The final Version 43 adjustments to be made in 2094 will get them up to the trend unless someone stops these two starting now.

Jack Simmons
May 19, 2010 9:28 pm

Mike says:
May 19, 2010 at 7:45 pm

Linear regressions are done on the data, not by putting a ruler on a crude graph from a power point slide. But do notice all the slopes are up. The world is warming.

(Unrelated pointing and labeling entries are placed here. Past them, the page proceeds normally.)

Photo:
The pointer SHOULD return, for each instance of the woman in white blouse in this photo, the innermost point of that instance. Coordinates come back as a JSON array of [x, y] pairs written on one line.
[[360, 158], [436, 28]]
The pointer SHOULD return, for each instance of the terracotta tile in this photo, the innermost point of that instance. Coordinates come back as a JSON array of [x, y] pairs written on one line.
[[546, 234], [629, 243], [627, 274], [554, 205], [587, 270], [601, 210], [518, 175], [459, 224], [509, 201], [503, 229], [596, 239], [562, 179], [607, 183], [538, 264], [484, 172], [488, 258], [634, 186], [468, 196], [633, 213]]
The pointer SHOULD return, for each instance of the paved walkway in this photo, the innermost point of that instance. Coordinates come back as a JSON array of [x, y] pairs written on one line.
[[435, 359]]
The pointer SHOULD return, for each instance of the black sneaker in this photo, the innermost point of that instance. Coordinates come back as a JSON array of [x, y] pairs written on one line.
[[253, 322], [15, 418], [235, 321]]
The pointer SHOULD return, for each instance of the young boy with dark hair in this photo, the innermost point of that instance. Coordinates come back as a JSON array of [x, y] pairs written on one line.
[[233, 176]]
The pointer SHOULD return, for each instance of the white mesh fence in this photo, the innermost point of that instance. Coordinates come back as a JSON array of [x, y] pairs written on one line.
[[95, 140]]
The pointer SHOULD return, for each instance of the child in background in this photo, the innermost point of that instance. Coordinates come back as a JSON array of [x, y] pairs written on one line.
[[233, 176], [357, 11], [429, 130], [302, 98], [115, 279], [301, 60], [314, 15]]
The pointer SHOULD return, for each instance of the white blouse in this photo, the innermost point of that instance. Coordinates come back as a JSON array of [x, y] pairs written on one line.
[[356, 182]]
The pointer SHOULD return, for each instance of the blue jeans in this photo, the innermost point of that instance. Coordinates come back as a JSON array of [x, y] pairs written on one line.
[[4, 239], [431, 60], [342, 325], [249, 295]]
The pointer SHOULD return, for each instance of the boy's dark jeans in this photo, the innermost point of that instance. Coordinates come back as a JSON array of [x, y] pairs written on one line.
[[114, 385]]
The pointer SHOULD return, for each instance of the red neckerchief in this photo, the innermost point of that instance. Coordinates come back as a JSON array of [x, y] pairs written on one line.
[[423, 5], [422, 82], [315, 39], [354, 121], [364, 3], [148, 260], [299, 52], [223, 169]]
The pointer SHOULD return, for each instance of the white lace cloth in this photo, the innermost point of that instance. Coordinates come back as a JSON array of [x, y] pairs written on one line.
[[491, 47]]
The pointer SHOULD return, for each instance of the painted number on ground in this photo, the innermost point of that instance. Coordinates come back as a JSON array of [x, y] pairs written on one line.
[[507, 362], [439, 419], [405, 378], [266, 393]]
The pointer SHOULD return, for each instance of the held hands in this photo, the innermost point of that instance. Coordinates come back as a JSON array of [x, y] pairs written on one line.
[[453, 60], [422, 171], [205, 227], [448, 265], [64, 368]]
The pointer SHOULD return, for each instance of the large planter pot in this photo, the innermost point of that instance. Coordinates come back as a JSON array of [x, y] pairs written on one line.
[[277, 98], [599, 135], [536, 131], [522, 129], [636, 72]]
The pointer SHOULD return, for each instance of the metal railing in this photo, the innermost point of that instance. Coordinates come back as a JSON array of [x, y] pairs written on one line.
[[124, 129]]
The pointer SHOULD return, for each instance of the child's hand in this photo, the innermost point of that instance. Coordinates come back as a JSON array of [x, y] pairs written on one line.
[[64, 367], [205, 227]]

At the rate of 1.0 C per century? So what.

Jack Simmons
May 19, 2010 9:31 pm

Sea level data for 2010 now available at http://sealevel.colorado.edu/results.php.
Talked with one of the guys there a couple of weeks ago asking when 2010 would be included in charts and data. He said it was on its way.
He was right.
Nice guy.

wayne
May 19, 2010 9:34 pm

Mike says:
May 19, 2010 at 7:45 pm
Linear regressions are done on the data, not by putting a ruler on a crude graph from a power point slide. But do notice all the slopes are up. The world is warming.
Please at least be a little scientific when here if you are capable. Linear regressions describe what data has done, or are you an insistent extrapolator. The proper way to term it is: the world has warmed during the last century, not the world is warming.

Mike G
May 19, 2010 9:36 pm

Now would be a good time to link to the various blink comparisons showing the first half of the 20th century before they removed its inconvenient warmth, for Mike’s benefit. Evidently, Karl, Hansen, and others think the greatest generation was too stupid to read a thermometer. Of course, Hansen’s generation never figured it out either as evidenced by the periodic adjustments upward of post-1980 temperatures.

Mike G
May 19, 2010 9:41 pm

Larry Huldén says:
May 19, 2010 at 9:24 pm
Mike said: ” …. But do notice all the slopes are up. The world is warming.”
But, do notice that all “corrections” also go up. The upgoing temps and CO2 do not correlate.
Not true. All the corrections for the first half of the 20th century were down.

Dave N
May 19, 2010 9:43 pm

It’s the Karl Urban heat island effect:
http://www.imdb.com/title/tt0419706/

jorgekafkazar
May 19, 2010 9:53 pm

I noted the oddness of two virtually identical plots giving different slopes, but figured, what the hell, that’s close enough for climatology. It’s a good day for them if they manage to get the decimal in the right place.

DRE
May 19, 2010 9:56 pm

It they will lie about something so easily refuted what else would they lie about? Certainly not about lost, manipulated temperature data.